By Paul Gilding | November 18th, 2010 | Category: Cockatoo Chronicles | 6 comments
The very conservative International Energy Agency has just released its closely watched annual World Energy Outlook (WEO), with forecasts for the structure of the energy market through to 2035. This year’s WEO was much anticipated, given the pace of developments in renewables and climate policy, and it didn’t disappoint. The report included the IEA’s interpretation of what major governments’ commitment to a 2°C temperature target would mean for the energy market. The contrast with what most market players assume, particularly coal companies, could hardly be more dramatic.
One global coal player, Peabody, recently told the World Coal Conference that it assumes demand for coal will increase by over 50 per cent by 2030. The IEA on the other hand tells us that if we are to have a reasonable chance of limiting warming to 2°C degrees, coal demand will have to peak by 2020, and by 2035 will have dropped to levels last seen in 2003. These are dramatically different views of the market and the implications for company valuations, and therefore for investors and corporate strategy, are considerable.

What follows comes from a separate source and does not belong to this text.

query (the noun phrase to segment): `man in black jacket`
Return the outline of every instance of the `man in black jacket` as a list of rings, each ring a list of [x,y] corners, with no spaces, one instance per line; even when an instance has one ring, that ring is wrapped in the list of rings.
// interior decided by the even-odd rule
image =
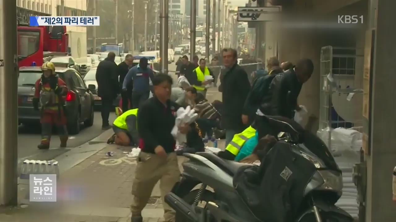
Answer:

The same IEA report compares coal and oil’s current 46 per cent share of global electricity generation to what it would be in 2030 under the 2°C degree scenario. The answer is just 22 per cent. The difference would be picked up by low CO2 energy, nuclear and renewables, which would see massive growth. They assume non-hydro renewables would go from 3 per cent to 20 per cent, all the more remarkable given the assumed increase in overall energy demand. Interestingly, despite significant demand growth, even the total amount of coal-generated electricity would fall in absolute terms.
The significant thing about these forecasts is that the IEA has generally been considered to be excessively conservative and largely aligned with the views that dominate the fossil fuel industry. Indeed, the Peabody forecasts referred to above reference an earlier IEA WEO report. So what’s going on when this industry friendly body chooses to prick the coal bubble? And what does it all mean for investors and resource companies?
What it means is the coal industry is headed for a crash. This is heresy in the industry and would be dismissed by some as starry-eyed naivety. But the numbers don’t lie and this issue has cold hard rational numbers all over it.
One of these numbers is 2°C. There are many uncertainties in the detail of climate science, but there is clear consensus on that number. It is the line in the sand scientists have drawn and said, if we go past it we face catastrophic system-wide risk. While some scientists argue that number is too high and too risky, none of any consequence argue it is too low. That’s why the governments of China, India, Europe and the USA have all agreed, along with many global corporates, that 2°C is the line we can’t cross.
Not crossing it requires the numbers in the IEA report to be achieved. This is hard science. If you put any more CO2 in the atmosphere than that, we will almost certainly be heading past 3-4°C. The economic consequences of that would make the collapse of the coal industry look like a picnic. The science also tells us, supported now by the IEA, that the decision will be made this decade, by action or lack of it.
Further complicating assumptions of growth is a very interesting analysis published today in Nature by two well regarded US energy experts, Richard Heinberg and David Fridley. Their article, “The End of Cheap Coal,” calls into question assumptions of endless supplies of cheap coal, using much of the same logic as earlier predictions around the end of cheap oil. It’s worth remembering that those who have been predicting the end of cheap oil since the late 90s, including Heinberg, were ridiculed for many years.
Now even the IEA supports that view with comments like “the age of cheap oil is over.” The new analysis in Nature suggests there may be a similar dynamic at play with coal, with reserves constantly being revised downwards as time passes. They also remind us that industry has a history of getting their forecasts wrong, noting that for oil, “the current price of more than $US80 per barrel is about three times higher than the upper range in official forecasts for 2010 that were being issued in the late 1990s.” Like oil, the issue is not any risk of running out, but volatile and rising prices as the peak level of quality supply is reached.
But isn’t this good news for the coal industry? Aren’t rising coal prices good? The answer is surprising – and this is where the two issues combine. In the short term the answer is yes, but ultimately higher prices will trigger the death of coal. Everyone knows the only way coal can survive in the low-carbon world the science demands, is if carbon capture (CCS) technology can make coal a zero CO2 energy source. The economic viability of CCS is already questionable and is rapidly losing support, but if it is ever to work it can only do so with cheap coal.